Been a bit quiet here today...

How to annoy a Shadow?
Tell him you loved his work in that Starship Troopers movie.
(I'm going to suffer for that one, I just know it.)
 
Start singing "Me and my Shadow"?

Keep asking him if he's seen Sir Cliff Richard about?

Keep looking away and then looking back to see if he's moved?

:roll:

LBH
 
Michka wrote
How to annoy a Shadow?

Sir, the spotlight is for you!

Where is the raid! I have a spider over here.

Look if you want the job for Sheelob get in line over there.

I need a bigger fly swatter!

And now we present our new light bulb spokesperson.......The shadows! Opps.....they seem to have disappeared from that natural light.
 
How to annoy a shadow?
In a gravely voice, you say "Who knows what evil lurks within the hearts of men"
pause
"Well, actually that's more the work of the Vorlons so I guess you won't be needed today. Sorry about the mix up. Call me, We'll do lunch. Ta."

Don't forget the "Ta", they hate that yuppy stuff.
 
Michka said:
Don't forget the "Ta", they hate that yuppy stuff.

Ye gads - "Ta" is yuppy in the US?!? In the UK it would probably mark you out as not being a yuppy. Weird.

Oh, and annoying Shadows...

Singing "Insy Winsy Spider" at them?
 
frobisher said:
Michka said:
Don't forget the "Ta", they hate that yuppy stuff.

Ye gads - "Ta" is yuppy in the US?!? In the UK it would probably mark you out as not being a yuppy. Weird.

Remember, in the US, *anything* British is considered to be high class -- thus, "Are You Being Served?" is shown on PBS (Public Broadcasting Service, home of hoity-toity shows for the intellectual elite.)

And now, I'm thinking of a Grace Brothers branch opening on Babylon 5...ack!
 
Lizard said...
"Remember, in the US, *anything* British is considered to be high class."

That's not true... Wait, That is true. Curse my inferiority. Must learn some class.

(You know, this entire conversation would annoy both the Vorlon and the Shadows.)
 
Well I've got a lovely Glasgow accent (if that isn't an oxymoron). When I'm on the continent I am often mistaken for being German. (Those who saw me at the open day will vouch for this) In Bristol, where I live now, I have been taken for Irish and on some occassions, Dutch! This wouldn't be so bad but the offenders in these cases were British!

Go figure.

LBH
 
I've been confused as anything from Scotish to a Londoner when I've been in the States.
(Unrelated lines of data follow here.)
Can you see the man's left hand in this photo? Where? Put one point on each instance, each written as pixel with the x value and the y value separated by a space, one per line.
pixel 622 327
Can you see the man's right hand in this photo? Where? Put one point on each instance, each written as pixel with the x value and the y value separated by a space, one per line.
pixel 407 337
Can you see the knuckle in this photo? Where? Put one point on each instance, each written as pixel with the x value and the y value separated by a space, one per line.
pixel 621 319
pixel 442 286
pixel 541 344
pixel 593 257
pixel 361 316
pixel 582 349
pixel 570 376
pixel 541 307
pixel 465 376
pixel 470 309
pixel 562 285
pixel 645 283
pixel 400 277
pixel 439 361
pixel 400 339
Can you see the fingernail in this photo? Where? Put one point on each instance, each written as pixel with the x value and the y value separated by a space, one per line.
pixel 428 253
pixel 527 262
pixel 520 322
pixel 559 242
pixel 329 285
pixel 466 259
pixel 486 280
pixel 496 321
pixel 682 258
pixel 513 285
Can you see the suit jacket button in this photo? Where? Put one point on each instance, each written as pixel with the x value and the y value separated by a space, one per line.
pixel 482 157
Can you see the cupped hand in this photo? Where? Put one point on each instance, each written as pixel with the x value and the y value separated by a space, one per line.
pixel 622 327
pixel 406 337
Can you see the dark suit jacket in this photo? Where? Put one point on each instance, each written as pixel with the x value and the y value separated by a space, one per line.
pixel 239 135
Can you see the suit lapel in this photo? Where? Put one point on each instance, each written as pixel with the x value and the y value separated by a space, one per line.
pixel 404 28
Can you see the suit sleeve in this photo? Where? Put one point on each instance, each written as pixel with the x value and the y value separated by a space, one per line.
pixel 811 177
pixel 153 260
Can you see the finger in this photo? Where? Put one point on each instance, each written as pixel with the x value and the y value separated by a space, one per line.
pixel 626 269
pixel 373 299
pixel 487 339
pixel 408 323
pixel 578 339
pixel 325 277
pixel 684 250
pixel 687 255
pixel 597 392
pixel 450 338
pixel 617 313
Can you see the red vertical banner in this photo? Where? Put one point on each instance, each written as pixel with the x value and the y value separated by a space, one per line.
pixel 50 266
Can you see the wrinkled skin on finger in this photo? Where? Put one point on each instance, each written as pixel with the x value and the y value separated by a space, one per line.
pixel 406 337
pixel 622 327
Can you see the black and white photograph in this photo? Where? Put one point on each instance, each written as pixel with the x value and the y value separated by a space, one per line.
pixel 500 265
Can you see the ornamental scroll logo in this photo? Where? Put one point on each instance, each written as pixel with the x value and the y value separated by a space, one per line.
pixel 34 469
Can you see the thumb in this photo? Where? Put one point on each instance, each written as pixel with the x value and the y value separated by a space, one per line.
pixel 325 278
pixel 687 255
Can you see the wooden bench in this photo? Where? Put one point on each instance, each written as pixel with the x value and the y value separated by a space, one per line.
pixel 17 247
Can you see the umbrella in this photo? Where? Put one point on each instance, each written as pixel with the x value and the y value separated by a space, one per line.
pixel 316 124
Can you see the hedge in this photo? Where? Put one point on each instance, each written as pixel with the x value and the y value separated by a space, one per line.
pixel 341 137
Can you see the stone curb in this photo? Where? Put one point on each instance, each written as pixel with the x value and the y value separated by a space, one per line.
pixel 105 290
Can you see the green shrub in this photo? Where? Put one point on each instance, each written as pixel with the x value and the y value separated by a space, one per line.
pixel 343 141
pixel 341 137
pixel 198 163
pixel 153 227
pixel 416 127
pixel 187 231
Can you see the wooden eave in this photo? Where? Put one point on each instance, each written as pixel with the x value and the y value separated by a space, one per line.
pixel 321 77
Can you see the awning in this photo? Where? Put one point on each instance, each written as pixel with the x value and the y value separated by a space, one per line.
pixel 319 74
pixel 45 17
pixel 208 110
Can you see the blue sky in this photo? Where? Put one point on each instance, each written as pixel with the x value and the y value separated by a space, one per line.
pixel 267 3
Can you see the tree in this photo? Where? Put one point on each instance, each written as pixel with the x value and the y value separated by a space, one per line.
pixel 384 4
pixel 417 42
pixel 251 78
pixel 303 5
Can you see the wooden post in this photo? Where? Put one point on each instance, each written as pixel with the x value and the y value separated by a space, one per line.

I'm actually from the North East of England, but I don't have much of an accent.
 
vinush said:
I've been confused as anything from Scotish to a Londoner when I've been in the States.

I'm actually from the North East of England, but I don't have much of an accent.

Your assumption that the average American is aware that there are different regional accents in the United Kingdom is flattering.

OTOH, every time I see an 'American' on a British sitcom, they usually have a (very bad) Texas/Southern accent. I'm guessing that's the default 'American' accent, just as the default 'British' accent is sort of C-3PO ish.
 
Lizard said:
Your assumption that the average American is aware that there are different regional accents in the United Kingdom is flattering.

OTOH, every time I see an 'American' on a British sitcom, they usually have a (very bad) Texas/Southern accent. I'm guessing that's the default 'American' accent, just as the default 'British' accent is sort of C-3PO ish.

Well you obviously haven't watched enough British Sitcoms with Americans in them...

I'm glad you're flattered by my assumption...

However, on the other hand, I do worry about some of the American's I've encountered.

For example, a woman named Marcy from New York upon hearing I was from England asked me how we didn't fall off our country, because it's so small.

A big fat Texan guy in a stetson hat and grey suit asked me if I knew the Queen.

Gary from Utah asked me to give my regards to Hyacinth Bucket. At first I assumed he was joking, but then when I saw how serious he was, I shook my head and walked off.